A escolha do diretor de começar o filme com um tom divertido, com um toque dramático no fundo, para depois quebrar essa construção e inserir o horror e elevar o humor despretensioso para um humor escrachado e absurdo, serve para mostrar esse olhar ingênuo das personagens sobre o mundo e o choque das mesmas diante dos terrores da casa. Essa mudança de linguagem, muito presente em outras obras dele, também parte de uma percepção de mundo pessoal dele. Nascido e criado em Hiroshima, Nobuhiko teve uma infância boa e afetuosa, até perder muitos parentes e amigos no trágico bombardeio durante a segunda guerra mundial. Ele relata que neste momento percebeu que a vida muda de gênero sem aviso prévio, tudo pode estar bem até que em um momento você se vê, despreparado, em um cenário de puro horror. Ele pontua que naquele trágico dia, ele nasceu como artista pois sua dor foi tamanha que apenas no cinema conseguiu expressá-la. 

Considerar essa bagagem trágica do diretor também oferece um outro olhar sobre Hausu. Por baixo de toda a bizarrice cômica e perturbadora, Obayashi expõe as feridas causadas pela guerra. Tia, interpretada com maestria pela veterana Yōko Minamida, lida com uma solidão visceral após perder o grande amor de sua vida e sua família. As crianças, uma representação da geração que nasceu após a guerra, não tem dimensão dos horrores que assombram a história até terem contato com a Tia e suas memórias. Além disso, a narrativa das crianças e a quebra de suas fantasias ao terem contato com a casa funciona como um desabafo do diretor sobre sua própria infância, onde sua felicidade e inocência foram usurpadas dele em um acontecimento tão aterrorizante. 

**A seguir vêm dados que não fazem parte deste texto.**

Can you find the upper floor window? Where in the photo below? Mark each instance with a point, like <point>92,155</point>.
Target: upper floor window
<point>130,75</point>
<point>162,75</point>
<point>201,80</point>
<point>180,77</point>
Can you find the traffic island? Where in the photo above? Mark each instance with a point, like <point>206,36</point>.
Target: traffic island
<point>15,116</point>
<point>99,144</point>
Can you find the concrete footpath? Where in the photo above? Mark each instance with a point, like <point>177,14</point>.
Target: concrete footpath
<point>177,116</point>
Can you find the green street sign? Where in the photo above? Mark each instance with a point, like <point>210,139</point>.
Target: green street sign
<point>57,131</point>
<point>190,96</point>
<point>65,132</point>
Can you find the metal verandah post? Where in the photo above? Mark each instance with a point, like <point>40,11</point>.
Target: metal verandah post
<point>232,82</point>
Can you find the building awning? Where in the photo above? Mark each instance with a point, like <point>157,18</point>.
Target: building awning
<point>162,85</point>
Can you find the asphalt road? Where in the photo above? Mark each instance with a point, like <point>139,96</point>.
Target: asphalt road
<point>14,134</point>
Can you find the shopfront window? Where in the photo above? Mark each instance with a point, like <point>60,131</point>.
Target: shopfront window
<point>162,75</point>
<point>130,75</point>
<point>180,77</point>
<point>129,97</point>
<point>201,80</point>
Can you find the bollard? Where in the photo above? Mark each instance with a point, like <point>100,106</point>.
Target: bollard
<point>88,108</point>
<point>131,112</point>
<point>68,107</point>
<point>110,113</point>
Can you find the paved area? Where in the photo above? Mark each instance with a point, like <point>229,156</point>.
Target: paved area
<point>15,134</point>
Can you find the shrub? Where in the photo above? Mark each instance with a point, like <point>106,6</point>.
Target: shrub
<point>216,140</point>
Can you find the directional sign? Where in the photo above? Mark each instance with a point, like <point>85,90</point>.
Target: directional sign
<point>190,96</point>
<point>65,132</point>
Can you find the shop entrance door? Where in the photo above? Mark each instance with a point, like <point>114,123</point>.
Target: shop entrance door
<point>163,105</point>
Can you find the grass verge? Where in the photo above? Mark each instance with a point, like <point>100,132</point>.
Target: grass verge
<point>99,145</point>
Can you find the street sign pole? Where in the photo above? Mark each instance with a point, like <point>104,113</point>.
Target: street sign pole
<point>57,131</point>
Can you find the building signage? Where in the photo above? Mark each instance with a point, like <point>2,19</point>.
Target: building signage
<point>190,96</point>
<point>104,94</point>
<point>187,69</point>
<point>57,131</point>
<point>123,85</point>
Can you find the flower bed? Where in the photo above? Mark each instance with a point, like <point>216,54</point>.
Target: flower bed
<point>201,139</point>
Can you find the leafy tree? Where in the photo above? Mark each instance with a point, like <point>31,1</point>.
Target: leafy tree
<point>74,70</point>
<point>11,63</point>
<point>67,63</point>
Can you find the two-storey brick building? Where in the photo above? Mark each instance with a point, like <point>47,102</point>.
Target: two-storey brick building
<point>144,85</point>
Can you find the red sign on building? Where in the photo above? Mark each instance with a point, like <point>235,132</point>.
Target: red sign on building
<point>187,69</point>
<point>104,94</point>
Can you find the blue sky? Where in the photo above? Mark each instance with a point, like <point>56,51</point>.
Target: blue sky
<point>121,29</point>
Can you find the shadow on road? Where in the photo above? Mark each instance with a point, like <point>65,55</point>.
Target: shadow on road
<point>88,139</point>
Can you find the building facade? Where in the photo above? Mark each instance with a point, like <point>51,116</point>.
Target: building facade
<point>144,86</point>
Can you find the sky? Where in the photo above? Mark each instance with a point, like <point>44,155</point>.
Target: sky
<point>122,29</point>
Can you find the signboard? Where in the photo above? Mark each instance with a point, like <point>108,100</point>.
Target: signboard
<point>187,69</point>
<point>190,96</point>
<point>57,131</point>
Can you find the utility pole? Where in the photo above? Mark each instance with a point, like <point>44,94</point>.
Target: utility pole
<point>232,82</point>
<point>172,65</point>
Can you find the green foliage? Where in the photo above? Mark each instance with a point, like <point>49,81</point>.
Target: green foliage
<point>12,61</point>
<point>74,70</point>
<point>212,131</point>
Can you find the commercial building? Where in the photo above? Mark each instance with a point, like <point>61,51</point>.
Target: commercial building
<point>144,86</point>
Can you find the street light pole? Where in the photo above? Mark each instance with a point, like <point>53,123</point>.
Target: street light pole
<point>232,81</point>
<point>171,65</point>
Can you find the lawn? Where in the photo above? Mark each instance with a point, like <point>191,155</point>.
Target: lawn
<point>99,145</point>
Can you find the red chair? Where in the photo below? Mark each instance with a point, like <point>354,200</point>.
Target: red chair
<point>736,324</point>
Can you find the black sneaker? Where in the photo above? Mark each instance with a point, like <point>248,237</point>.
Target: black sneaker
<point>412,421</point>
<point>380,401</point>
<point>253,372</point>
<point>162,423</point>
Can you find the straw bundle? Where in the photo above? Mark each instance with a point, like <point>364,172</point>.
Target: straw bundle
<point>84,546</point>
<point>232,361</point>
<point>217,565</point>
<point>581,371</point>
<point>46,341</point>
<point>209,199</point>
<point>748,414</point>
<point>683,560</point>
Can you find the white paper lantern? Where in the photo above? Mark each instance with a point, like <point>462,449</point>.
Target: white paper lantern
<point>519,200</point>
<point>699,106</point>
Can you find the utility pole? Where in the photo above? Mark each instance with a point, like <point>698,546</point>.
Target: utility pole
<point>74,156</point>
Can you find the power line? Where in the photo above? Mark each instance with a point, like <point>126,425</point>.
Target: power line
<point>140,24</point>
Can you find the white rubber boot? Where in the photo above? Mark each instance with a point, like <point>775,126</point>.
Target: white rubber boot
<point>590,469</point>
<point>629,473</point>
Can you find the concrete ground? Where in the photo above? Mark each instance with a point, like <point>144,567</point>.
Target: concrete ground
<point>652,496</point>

Hausu é uma experiência divertida, surreal e despretensiosa, mas com camadas de complexidade narrativa e riqueza técnica que são dissecadas a cada vez que é assistido. É um filme que quebra com os moldes do que é fazer cinema e estabelece suas próprias regras. Sua personalidade forte e desafiadora o torna uma obra atemporal que segue relevante, rendendo diversas analises ou simplesmente uma boa e leve noite de filme entre amigos. Goste ou não, não se pode negar que em quase cinco décadas não foi produzida nenhuma obra sequer parecida com este filme de Nobuhiko Obayashi.